Others agreed. “The feedback we got from residents was that the first year of training did not provide an adequate operative experience,” said Dr. Weber. “They were doing more work on the floor. Not that those skills aren’t good, but they were missing the technical training and the education necessary to become a surgeon.”
As an example, Dr. Weber said that as years have gone by, “we have seen that otolaryngology head and neck fellows may be less prepared to do a complex open surgery, because they have not had as much surgical experience due to the reasons discussed. Fortunately, by the end of their fellowships, they are all doing well and are better prepared to take on the challenging cases we face today.”
The residency curriculum changes seek to fix that. Once implemented, “we have the most vested in these residents, and, hopefully, we can provide them with the skills they need as otolaryngologists,” said Dr. Choi. As a result, “I’m hoping that some residents will get a chance to do some electives in their fifth years. It is unclear if that will happen, but that’s the intent.”

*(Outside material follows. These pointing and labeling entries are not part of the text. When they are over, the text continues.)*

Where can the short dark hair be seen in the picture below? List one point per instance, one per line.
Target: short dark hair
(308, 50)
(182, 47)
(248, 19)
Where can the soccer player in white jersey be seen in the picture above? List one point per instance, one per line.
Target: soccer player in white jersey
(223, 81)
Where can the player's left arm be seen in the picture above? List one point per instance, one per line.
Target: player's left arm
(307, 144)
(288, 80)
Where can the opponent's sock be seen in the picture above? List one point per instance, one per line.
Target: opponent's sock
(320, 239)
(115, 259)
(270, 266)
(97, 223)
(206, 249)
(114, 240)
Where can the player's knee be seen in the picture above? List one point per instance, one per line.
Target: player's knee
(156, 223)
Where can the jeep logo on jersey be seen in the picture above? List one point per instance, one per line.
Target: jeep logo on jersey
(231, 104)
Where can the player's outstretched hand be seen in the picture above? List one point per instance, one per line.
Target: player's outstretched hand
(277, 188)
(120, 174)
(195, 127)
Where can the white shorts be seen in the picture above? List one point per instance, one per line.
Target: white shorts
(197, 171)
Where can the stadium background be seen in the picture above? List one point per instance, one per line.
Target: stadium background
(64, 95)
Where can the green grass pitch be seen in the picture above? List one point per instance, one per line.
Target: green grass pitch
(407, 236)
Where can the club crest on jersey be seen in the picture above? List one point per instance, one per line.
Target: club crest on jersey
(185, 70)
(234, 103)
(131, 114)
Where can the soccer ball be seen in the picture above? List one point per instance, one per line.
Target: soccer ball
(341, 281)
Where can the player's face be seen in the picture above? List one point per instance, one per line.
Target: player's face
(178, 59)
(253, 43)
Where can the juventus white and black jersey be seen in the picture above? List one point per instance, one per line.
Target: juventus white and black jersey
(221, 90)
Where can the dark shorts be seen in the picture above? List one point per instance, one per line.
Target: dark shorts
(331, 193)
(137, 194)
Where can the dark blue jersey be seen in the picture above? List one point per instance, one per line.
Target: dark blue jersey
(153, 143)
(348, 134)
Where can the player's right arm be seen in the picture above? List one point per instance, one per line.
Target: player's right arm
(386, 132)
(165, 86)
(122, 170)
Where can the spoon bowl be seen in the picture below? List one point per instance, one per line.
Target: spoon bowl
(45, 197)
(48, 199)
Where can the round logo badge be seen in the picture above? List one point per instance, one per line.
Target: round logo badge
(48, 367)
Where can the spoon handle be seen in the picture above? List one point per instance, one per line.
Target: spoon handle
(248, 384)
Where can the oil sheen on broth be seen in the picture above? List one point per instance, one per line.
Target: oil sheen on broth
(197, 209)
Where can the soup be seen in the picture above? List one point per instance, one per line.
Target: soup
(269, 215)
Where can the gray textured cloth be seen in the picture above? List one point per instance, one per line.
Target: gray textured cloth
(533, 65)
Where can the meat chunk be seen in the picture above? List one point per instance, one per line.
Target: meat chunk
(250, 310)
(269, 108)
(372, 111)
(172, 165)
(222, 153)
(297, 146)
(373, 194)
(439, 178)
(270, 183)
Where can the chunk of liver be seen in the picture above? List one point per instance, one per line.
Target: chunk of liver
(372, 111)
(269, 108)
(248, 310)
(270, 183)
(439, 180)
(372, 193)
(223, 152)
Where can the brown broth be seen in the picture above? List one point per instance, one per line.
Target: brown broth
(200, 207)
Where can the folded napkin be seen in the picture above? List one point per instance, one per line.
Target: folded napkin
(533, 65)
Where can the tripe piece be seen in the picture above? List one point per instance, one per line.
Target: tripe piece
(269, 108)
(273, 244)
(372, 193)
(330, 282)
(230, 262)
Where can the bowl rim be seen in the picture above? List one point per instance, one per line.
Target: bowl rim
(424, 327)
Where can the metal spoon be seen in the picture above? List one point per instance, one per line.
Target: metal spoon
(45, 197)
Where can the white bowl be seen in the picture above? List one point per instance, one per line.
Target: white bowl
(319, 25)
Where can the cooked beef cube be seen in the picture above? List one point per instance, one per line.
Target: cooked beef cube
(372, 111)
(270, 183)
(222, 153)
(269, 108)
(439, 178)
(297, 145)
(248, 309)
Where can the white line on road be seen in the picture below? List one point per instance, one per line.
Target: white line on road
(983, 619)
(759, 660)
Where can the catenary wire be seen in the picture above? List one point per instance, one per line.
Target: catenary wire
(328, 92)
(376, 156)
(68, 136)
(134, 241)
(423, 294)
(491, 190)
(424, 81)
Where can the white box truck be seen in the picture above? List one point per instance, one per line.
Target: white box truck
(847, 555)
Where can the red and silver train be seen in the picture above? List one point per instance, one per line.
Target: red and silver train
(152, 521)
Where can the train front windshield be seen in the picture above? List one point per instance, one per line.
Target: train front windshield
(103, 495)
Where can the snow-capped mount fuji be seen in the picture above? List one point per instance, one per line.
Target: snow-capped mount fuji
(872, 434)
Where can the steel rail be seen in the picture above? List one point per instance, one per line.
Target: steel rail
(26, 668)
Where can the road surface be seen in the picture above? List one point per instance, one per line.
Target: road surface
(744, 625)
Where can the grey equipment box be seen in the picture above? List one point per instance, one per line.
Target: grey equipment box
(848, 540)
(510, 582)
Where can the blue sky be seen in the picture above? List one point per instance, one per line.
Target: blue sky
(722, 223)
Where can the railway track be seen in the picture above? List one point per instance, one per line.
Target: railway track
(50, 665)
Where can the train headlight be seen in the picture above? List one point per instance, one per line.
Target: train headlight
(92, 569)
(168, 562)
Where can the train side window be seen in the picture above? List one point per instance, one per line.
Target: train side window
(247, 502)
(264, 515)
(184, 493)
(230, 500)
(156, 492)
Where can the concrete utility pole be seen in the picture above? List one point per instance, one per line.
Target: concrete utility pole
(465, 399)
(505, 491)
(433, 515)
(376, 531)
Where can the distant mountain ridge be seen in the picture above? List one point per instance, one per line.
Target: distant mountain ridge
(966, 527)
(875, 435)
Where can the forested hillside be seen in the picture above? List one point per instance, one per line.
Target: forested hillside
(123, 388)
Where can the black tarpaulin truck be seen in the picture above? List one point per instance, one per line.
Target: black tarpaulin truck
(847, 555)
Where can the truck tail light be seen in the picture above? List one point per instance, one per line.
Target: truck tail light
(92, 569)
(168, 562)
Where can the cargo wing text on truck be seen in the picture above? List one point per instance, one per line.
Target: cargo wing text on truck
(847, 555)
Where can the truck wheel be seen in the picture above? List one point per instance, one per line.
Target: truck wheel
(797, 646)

The RRC started discussing the changes about two years ago, Dr. Choi said, in response to residents’ and program directors’ feedback regarding the residents’ first year of training. The RRC presented a proposal to otolaryngology program directors in December 2014. The proposal was revised and then released for a 45-day public comment period. After the public comments were addressed, the proposal was sent to the ACGME Board of Directors and approved in September 2015. The Board approved the change on September 27, 2015, and it will take effect on July 1, 2016.